The AI craze is fanning investor enthusiasm in other chip companies, too. Shares in Marvell Technology, which makes chips for networking and data storage, soared 30% Friday after management said AI-related revenue would double in its current fiscal year.

As the AI arms race heats up between companies including Amazon, Microsoft and Alphabet’s Google, Huang on Wednesday described the computing transition under way as an “iPhone moment,” referring to the rapid growth of smartphones after Apple launched its signature phone in 2007. Operators of data centers are revamping to make them better for AI, he said, playing to the strengths of Nvidia’s chips and software.

“We’re seeing incredible orders to retool the world’s data centers,” Huang said in a call with analysts.
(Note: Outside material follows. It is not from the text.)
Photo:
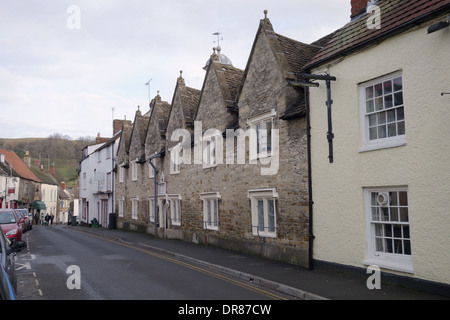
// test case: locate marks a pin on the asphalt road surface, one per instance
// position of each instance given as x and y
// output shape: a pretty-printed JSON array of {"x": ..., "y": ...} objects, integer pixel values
[{"x": 63, "y": 264}]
Demand for Nvidia’s chips has been so hot lately that its supply chain has struggled to keep pace. Nvidia’s chief financial officer said Wednesday that the company had secured “substantially higher” supplies of chips for the second half of the year.
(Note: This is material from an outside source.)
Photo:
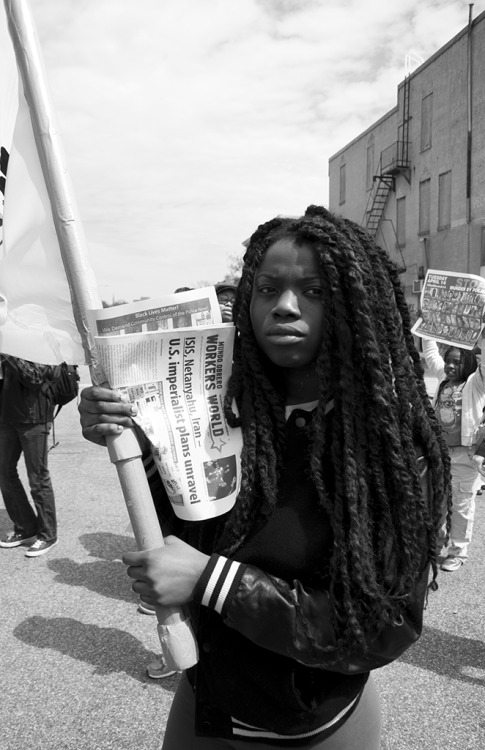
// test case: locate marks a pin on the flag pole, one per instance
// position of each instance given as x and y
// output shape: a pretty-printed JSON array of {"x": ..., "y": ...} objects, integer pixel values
[{"x": 178, "y": 643}]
Nvidia designs but doesn’t make its own chips. The company embraced from the get-go a business model that farmed out production to contract chip makers including the world’s largest, Taiwan Semiconductor Manufacturing. 

The shift in the computing landscape could present challenges to Intel, the dominant supplier of data-center CPUs that form the backbone of corporate networks and the internet. Intel, shares of which fell by more than 5% on Thursday, is making its own efforts to cater to the AI demand, including specialist AI chips and new CPUs that handle AI calculations better.

“I think you’re seeing the beginning of, call it a 10-year transition to basically recycle or reclaim the world’s data centers and build it out as accelerated computing,” Huang said. Nvidia is now roughly eight-times Intel’s market value.

AI has become a battleground in the tech war playing out between the U.S. and China. China’s top nuclear-weapons research institute has bought Nvidia chips, among others, despite its placement on a U.S. export blacklist in 1997, The Wall Street Journal has reported. 

Last year, the Biden administration imposed new licensing requirements on shipments of some of Nvidia’s most advanced chips to China, costing the company hundreds of millions of dollars in sales. Since then, Nvidia has begun offering an alternative new graphics-processing chip with specifications that allow its export to China.